It took 10 years, but Sammy Rott has found a fulfilling career doing what she has long wanted to do: help children find their voice and counsel families in crisis. 

Even as she reported to work as a product manager, Sammy Rott had this burning desire to do something different as a career. She just had yet to discover what that was. 


It wasn’t until she was tasked with planning multiple continuing education events and creating materials for mental health therapists that something clicked. “I came to this realization that I wanted to work more directly with people and not so much with things,” she recalls. “I wanted to be an attendee learning this material, not just put on an event.”

The epiphany rekindled her lifelong fascination with the human psyche. The daughter of a therapist, Rott knew as early as kindergarten that she was wired for relationship building. But circumstances led her down a different path.

Today, a decade after earning her undergraduate psychology degree, she’s enrolled in George Fox University’s marriage, couple and family counseling program training to do the very thing she has long wanted to do: help mend relationships, listen to those who feel like they don’t have a voice, and offer hope to families in crisis.

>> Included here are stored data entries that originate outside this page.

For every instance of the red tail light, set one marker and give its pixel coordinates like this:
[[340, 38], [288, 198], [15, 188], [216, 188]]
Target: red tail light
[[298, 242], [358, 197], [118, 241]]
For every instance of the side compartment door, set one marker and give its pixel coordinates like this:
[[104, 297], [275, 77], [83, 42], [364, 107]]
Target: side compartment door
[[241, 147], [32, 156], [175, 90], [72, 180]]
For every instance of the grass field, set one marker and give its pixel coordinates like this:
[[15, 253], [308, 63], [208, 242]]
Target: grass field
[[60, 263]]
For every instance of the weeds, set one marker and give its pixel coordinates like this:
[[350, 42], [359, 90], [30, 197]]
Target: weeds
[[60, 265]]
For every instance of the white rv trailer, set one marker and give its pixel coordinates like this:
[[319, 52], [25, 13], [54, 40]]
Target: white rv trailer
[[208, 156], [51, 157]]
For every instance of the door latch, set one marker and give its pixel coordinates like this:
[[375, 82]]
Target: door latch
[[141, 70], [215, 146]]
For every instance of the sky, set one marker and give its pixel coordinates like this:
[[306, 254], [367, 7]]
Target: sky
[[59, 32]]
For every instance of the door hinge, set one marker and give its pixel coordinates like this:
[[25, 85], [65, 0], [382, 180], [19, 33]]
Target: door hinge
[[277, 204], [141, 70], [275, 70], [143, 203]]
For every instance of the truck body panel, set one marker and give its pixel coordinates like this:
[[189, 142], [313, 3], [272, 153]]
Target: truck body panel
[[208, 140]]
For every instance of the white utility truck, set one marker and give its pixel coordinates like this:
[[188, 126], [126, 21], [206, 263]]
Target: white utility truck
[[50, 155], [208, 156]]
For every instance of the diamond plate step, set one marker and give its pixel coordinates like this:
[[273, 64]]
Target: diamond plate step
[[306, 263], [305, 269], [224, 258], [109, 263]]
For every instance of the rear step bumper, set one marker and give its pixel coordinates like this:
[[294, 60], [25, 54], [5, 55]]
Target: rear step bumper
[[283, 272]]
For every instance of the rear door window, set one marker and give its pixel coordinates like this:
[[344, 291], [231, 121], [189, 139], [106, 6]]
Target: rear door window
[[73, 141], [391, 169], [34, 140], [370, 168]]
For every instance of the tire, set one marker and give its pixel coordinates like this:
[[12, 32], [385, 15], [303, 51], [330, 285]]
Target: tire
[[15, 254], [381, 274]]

“It took about 10 years of doing something else, but I feel like I organically found my path into this field,” Rott says. “I’ve always wanted to focus on helping people understand why they make the decisions they do, why they have the beliefs they have, and considering their own perspectives on life to lead to the change they want.”

Rott put a plan into motion. She applied to and was accepted to a handful of graduate counseling programs in the Portland area before deciding to attend George Fox. “I chose Fox because I felt it was more holistic and much more diverse – in terms of age, life circumstances, ethnicity, identity and gender – than the others I interviewed with,” she says. “I also appreciate the component of spirituality and religion in the Fox program because that can be a big part of people’s lives. The other programs I looked at really don’t focus on that.”

Since enrolling, Rott has gained insight into how family dynamics impacts an individual – a facet of counseling she’s had the opportunity to explore as an intern at a pediatric clinic in Clackamas, Oregon. Working with 7- to 15-year-olds, Rott is connecting with children at key developmental stages in their lives. At the same time, she’s helping parents better understand their own stresses and how their childhood traumas, long-held beliefs and family dynamics are impacting their parenting style.

“My goal is to support these kids in integrating and understanding what is going on around them, helping them understand their feelings and beliefs,” she says. “I’ve always loved working with kids. I was a nanny for years, so I’ve always had an interest in kids and trying to see the world through their eyes. I try to maintain this perspective as a parent myself now. What I have learned in my program is the greatest support parents can give their children is to work on understanding themselves.”

Since putting her training into practice, the transformation of one 9-year-old boy stands out. At his first session he walked into the room angry and defiant, refusing even to face Rott. At school he had a reputation for being disruptive and disrespectful – even to the point of damaging school property.

Fast forward four months. He now eagerly runs into the therapy room. He laughs and smiles more. He’s performing better in school. The change is nothing short of remarkable.

“I don’t believe all that happened because of me, but it is rewarding to see,” she smiles. “There have been some shifts with the parents understanding their own frustrations and anger management. That has a ripple effect on the whole family. And he shared with me an epiphany: ‘If I’m nice to other people, they’ll be nice to me.’ He sees now he has some control in his life and has the ability to influence others in a positive way. He no longer has to stay in survival mode, which is where he seemed to have been.”

The boy’s change of heart affirmed Rott’s belief that children who act out are simply misunderstood. “Seeing him feel understood and feel like his voice does matter – seeing him just blossom – has been so much fun.”

Rott credits her counseling classes, professors and peers for helping her develop the empathetic listening, summarizing and paraphrasing skills she relies upon to do her job well.

“One thing I really appreciate about the program is the use of role playing,” she says of George Fox. “We did three-day intensive role plays where I learned so much because of the things that came up, personally and professionally, that we had to process and understand. The practice of sitting with people as a therapist for 30- to 50-minute sessions was an amazing experience.

“I also appreciate the fact that people in class are generally excited to be there since we are meeting back in person. It’s so fun to connect and engage in meaningful conversations with peers. I realize I may be generalizing a bit, but as a general rule therapists don’t like small talk, so it’s nice to be around people who like to get a little more deep.”

After she graduates in May of 2023, Rott hopes to continue working at a pediatric clinic, perhaps in a group or individual practice. Wherever she goes, one thing is certain: She will be doing her part to help transform lives, one patient at a time.